Auch der Aufbau einer vertrauensvollen Beziehung, der sogenannten therapeutischen Allianz, ist für eine erfolgreiche Therapie von entscheidender Bedeutung. Im Gegensatz zur KI sind Menschen hervorragend darin, eine Beziehung aufzubauen und einen sicheren Raum für Kunden zu schaffen. Durch einfühlsames Zuhören können Therapeuten oft erkennen, wann sich ein Klient überfordert fühlt oder ein neuer Ansatz erforderlich ist, und sich mithilfe ihrer Intuition und ihres Urteilsvermögens an unerwartete Situationen anpassen.
KI als Sidekick
Obwohl KI menschliche Psychotherapeuten nicht vollständig ersetzen kann, kann sie als wertvolles ergänzendes Instrument dienen. Fachkräfte im Bereich der psychischen Gesundheit verbringen über 20 % ihrer Arbeitszeit mit Verwaltungsaufgaben – und diese wertvolle Zeit hätte auch für die Patientenhilfe genutzt werden können. Durch die Automatisierung administrativer Aufgaben kann KI den Therapeuten Zeit sparen und Burnouts vorbeugen.
KI kann auch Patientendaten sammeln und analysieren, um Muster zu erkennen und Behandlungsentscheidungen anhand datengesteuerter Erkenntnisse zu treffen. Darüber hinaus kann KI verwendet werden, um den Fortschritt des Patienten zu verfolgen und personalisierte Behandlungspläne basierend auf den individuellen Bedürfnissen zu entwickeln
Zusammenfassend lässt sich sagen, dass KI zwar Fortschritte in der psychischen Gesundheitsversorgung bietet, die menschlichen Elemente der Psychotherapie jedoch nicht vollständig ersetzen kann. Empathie, Vertrauen, Intuition und Urteilsvermögen sind unersetzliche Eigenschaften, die Psychologen in die therapeutische Beziehung einbringen. KI kann als Hilfsmittel dienen, sollte jedoch in Verbindung mit menschlichem Fachwissen eingesetzt werden, um die Beziehung zwischen Therapeut und Patient zu verbessern und nicht zu ersetzen.
Foto: Vladyslav Bobuskyi, Getty Images
Stanley Efrem ist klinischer Direktor und Mitbegründer von Yung Sidekick. Er ist Psychotherapeut und Berater für psychische Gesundheit mit über einem Jahrzehnt Erfahrung in der Privatpraxis. Als außerordentlicher Professor am Institut für Psychodrama und Psychologische Beratung hat er zum Bereich des Psychodramas beigetragen und bedeutende psychodramatische Konferenzen geleitet. Zuvor war Stanley Chief Technology Officer und Mitbegründer von Stratagam, einer Unternehmenssimulationsplattform. Er war Mitbegründer von Yung Sidekick, um seinen Hintergrund in Psychodrama und Technologie zu nutzen, um innovative KI-Tools für Fachkräfte im Bereich der psychischen Gesundheit zu entwickeln.

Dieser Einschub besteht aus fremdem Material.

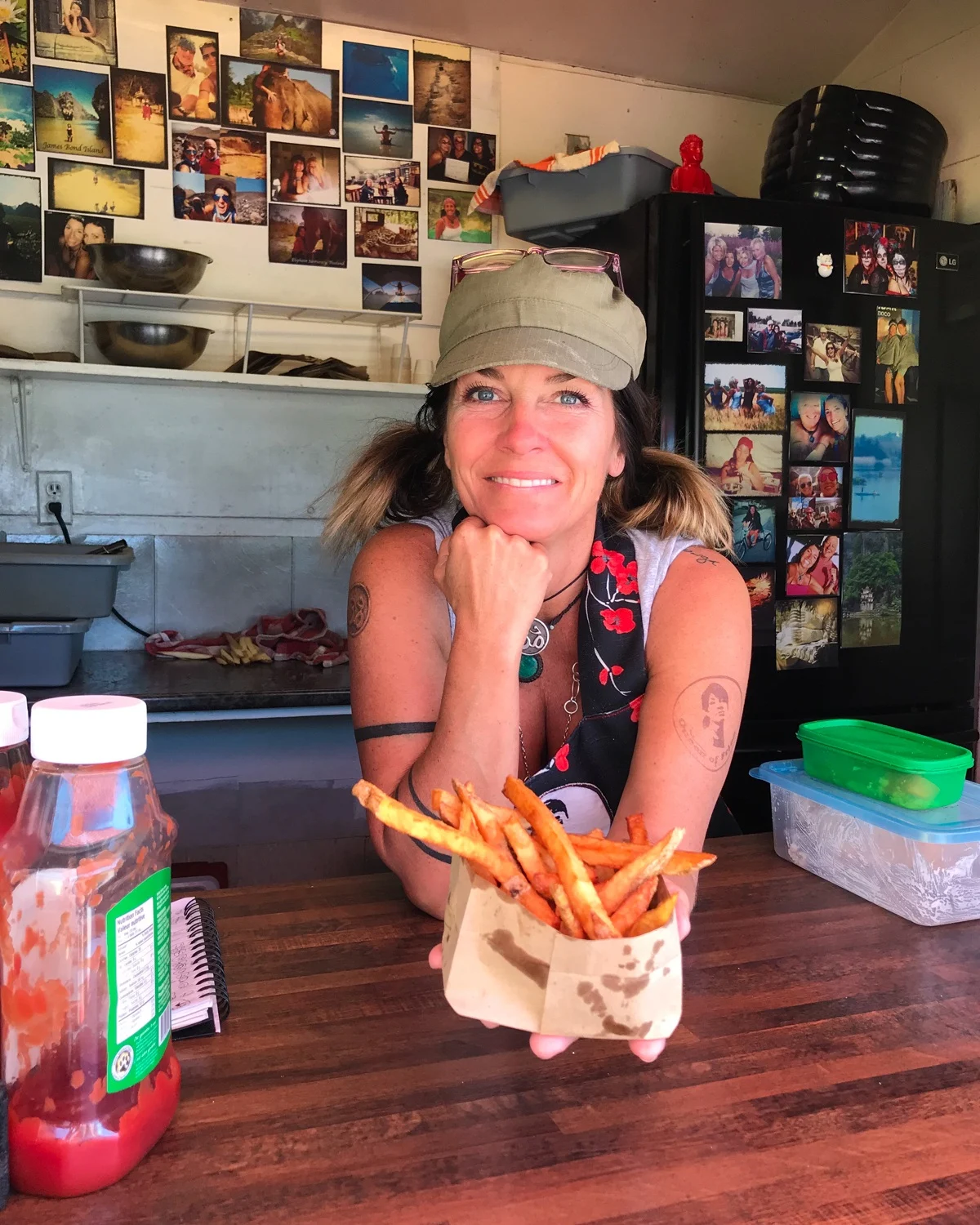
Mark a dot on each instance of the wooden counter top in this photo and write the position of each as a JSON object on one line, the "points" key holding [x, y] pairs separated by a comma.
{"points": [[825, 1070]]}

Michael Reider ist CEO und Mitbegründer von Yung Sidekick. Er ist ein Serial Entrepreneur und Verfechter der psychischen Gesundheit mit über 10 Jahren Erfahrung in der Strategieberatung und im Executive Management. Bevor er Yung Sidekick mitbegründete, leitete Michael als CEO Bright Kitchen, eine in Zypern ansässige dunkle Küchenkette, und fungierte als General Manager bei Uber Eats. Michael hat einen MBA in strategischem Management, Marketing und Finanzen von der Kelley School of Business der Indiana University. Er nutzt seine vielfältigen Erfahrungen und seine Leidenschaft für psychische Gesundheit, um Yung Sidekick bei der Entwicklung von KI-Tools zu leiten, die die Therapieergebnisse sowohl für Therapeuten als auch für Patienten verbessern.